Installing Linux (Fedora 19 Desktop Edition) on my Old IBM ThinkPad Laptop

Today I took a dive into the Linux Operating System arena, having been a devout Microsoft Windows dude for ages. I decided to install Linux on my old IBM ThinkPad laptop, with intention to zap-out and erase the existing Windows XP that was running on it. Here is screenshot of my Linux desktop after completing the installation.





Getting started, first off I noticed while browsing through the web, a plethora of free Linux distros and flavors that are available (including Fedora, Ubuntu, Debian, Mint, etc). For my purpose, I just did a quick assessment of the various options and chose to go with Fedora, which is the free, opensource, community-driven Linux distro, being backed by Red Hat, Inc.


The installation process took the following steps:


1. First, go online and download a Fedora ISO image - go to http://fedoraproject.org/en/get-fedora, click on the ‘More download options...’ link and choose and download ISO image for one of the desktop options. I went with the Gnome-based default Fedora Desktop.

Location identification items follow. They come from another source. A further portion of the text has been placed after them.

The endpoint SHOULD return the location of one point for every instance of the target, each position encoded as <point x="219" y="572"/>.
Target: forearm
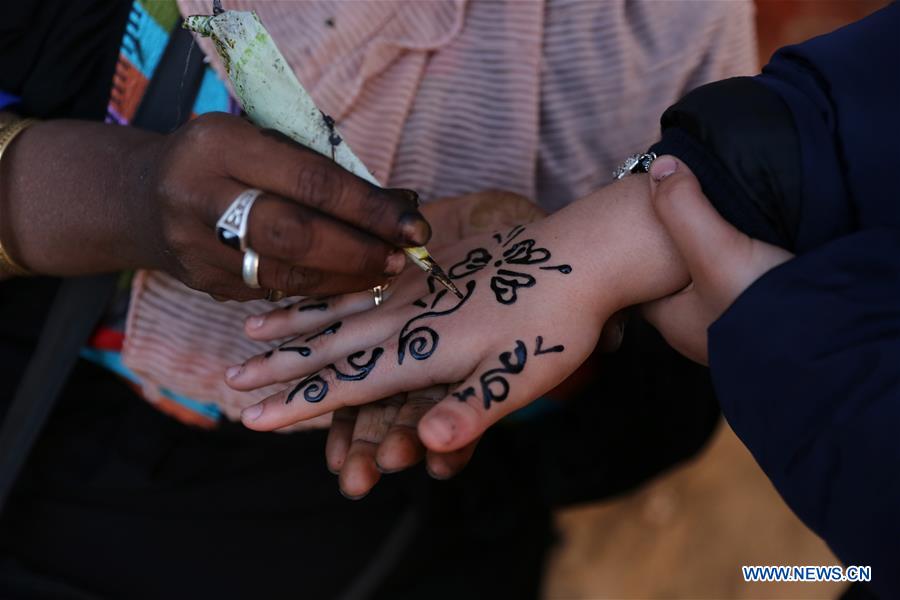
<point x="66" y="197"/>
<point x="626" y="256"/>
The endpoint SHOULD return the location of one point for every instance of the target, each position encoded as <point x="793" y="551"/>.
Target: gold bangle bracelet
<point x="7" y="134"/>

2. Since the target laptop was an old-ish barebone-machine which doesn’t have a CD drive, I had to make a bootable USB thumbdrive, to use for the install. To do that, I first downloaded (from https://fedorahosted.org/liveusb-creator/) and installed Fedora LiveUSB Creator tool for Windows. Then run the tool, browse and selected the Fedora ISO image file I had downloaded earlier, select the target device (i.e. the USB drive) and click the ‘Create Live USB’ button. 



The tool extracts the live ISO image and writes it to the USB drive, and also installs the bootloader onto it.


3. Next, I took the bootable USB thumbdrive over to the target laptop, start it up, interrupt the startup process so I can go into the PC’s BIOS settings (on ThinkPad, just hit the blue ThinkVantage button pretty early during POST) and change the boot order to make the system seek to bootup from USB first before attempting booting from HDD. Save this new boot order and restart the system. On rebooting, the system, as expected, loads the Fedora Linux OS from the USB thumbdrive.


4. Go through the installation wizard; for my case I decided to reclaim the full HDD space and make a new partition and have the OS installed on it. Also, created a password for the root user account and added another admin user account. Installation took about 10mins and I rebooted to a brand new Fedora linux OS 19 Desktop.


5. What next? Poked around the OS, see what it has and where things are at. I noticed it installed Firefox web brower ootb. Good thing! But since I also like Google Chrome, I decided to go ahead and have that installed too.


6. To install the latest version of Google Chrome, I went with the option of using the YUM package manager, as this will enable it install any required dependencies and also make installing subsequent new updates for Chrome, pretty easy.

7. Add a new yum repository file with the following lines:


[google-chrome]
name=google-chrome
baseurl=http://dl.google.com/linux/chrome/rpm/stable/$basearch
enabled=1
gpgcheck=1
gpgkey=https://dl-ssl.google.com/linux/linux_signing_key.pub


and save it under /etc/yum.repos.d/google-chrome.repo (Note: switch to root in order to write to this directory i.e. run command “sudo -s” and enter root password.


8. Run the command: yum install google-chrome-stable - This goes through and downloads and installs all the dependent packages along with the latest version of GoogleChrome browser.


9. To open Chrome from the command line, run ‘google-chrome &


10. And voila, good-old IBM ThinkPad laptop now runs on Linux with Google Chrome as my default browser.




11. Next, I’ll go grab and install packages for my Java software development tools - JDK7, Eclipse, Apache Tomcat, Maven, etc.